Car Wreck brooches and pendant Steel, vitreous enamel and sterling silver. Image: Michelle Bowden, Visuall
These works are part of the collection Unintended Consequences, exhibiting at Stanley Street Gallery, Darlinghurst, Sydney, from September 3-25, 2020
I walk regularly in the dry eucalypt forest of Mt. Coot-tha near my home in Brisbane, and over many years have experienced the colours, textures, quality of light and ‘bush silence’ on the mountain through the changing seasons. To capture the sense of the place I envisaged working with more traditional forms of enamel, using sterling silver and translucent colours. However, over the course of a number of years, with no particular outcome in mind, I have collected steel from a car wreck. These little bits of metal have rusted into beguiling shapes that are lying on the ground, almost disappearing into the earth.
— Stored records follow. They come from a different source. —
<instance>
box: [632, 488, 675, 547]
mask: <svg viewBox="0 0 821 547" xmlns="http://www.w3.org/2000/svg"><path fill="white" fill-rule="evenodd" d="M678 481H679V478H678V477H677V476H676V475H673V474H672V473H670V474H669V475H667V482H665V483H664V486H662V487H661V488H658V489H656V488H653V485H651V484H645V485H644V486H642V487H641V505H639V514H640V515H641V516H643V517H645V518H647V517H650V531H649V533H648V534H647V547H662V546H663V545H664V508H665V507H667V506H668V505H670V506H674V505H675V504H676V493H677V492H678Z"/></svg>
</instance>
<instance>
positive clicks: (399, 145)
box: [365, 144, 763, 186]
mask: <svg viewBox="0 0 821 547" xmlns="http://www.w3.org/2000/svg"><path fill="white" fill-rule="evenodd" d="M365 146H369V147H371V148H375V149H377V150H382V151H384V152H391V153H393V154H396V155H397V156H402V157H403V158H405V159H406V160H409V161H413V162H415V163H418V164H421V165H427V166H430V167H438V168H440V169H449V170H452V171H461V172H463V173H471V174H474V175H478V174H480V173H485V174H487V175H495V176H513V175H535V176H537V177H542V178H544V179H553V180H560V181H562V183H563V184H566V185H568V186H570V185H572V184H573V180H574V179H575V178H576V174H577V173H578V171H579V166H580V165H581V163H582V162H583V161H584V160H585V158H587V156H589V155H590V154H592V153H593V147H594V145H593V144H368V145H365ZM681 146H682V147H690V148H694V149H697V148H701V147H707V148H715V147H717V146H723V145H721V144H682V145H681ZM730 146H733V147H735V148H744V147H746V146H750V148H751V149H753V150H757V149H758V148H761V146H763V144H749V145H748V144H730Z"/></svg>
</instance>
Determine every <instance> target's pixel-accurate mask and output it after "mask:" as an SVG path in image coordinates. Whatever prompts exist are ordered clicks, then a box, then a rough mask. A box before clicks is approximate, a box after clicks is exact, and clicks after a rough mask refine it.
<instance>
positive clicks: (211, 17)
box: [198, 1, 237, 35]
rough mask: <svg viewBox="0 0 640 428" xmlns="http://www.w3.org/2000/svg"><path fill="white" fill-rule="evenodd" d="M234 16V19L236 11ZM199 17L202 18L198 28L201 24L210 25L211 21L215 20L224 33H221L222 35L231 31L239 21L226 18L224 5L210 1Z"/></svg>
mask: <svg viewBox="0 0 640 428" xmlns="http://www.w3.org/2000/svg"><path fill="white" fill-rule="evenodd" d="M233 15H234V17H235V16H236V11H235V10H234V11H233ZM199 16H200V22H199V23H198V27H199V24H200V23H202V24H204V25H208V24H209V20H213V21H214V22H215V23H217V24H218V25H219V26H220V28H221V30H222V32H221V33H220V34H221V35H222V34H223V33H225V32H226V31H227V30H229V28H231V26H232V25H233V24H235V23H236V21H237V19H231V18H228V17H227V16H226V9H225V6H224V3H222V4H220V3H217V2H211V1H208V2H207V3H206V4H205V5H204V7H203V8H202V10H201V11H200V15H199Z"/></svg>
It’s one of many wrecks on the mountain and but this is one I pass regularly. From my research, I believe it is a Toyota Corolla E20 circa 1973. There are many of these cars scattered over the mountain, in gullies and off what are now fire trails, inaccessible to cars in the present day. Many of these trails have their origins from 1 August 1942, when the Brisbane City Council lent Mt Coot-tha to the US Navy for use as an ordnance depot; these trails were roads that the 55th Naval Construction Battalion of the US Navy built to access the munitions storage scattered over the mountain. I am drawn to the signs of unintended consequences, and enjoy not only the idea that a steel car body, probably assembled at the Toyota plant in Port Melbourne, should end up as a piece of wearable art but also that the car could only end up where it is because of events 80 years ago. The flat intense colour of the enamel I have used reflects the colours of car duco of the 1970’s but is itself a result of unintended consequences; in 2019 I purchased these colours because they were half price and I wanted to practice the technique of enamelling on steel. These colours, serendipitously, reflect the Toyota duco colours of the time of the car’s manufacture. Working with the rusty steel with minimal preparation allows the material and process to dictate the outcome. The result is revealed layers of colour, rusty spots peeping through, rough edges and a variety of finishes.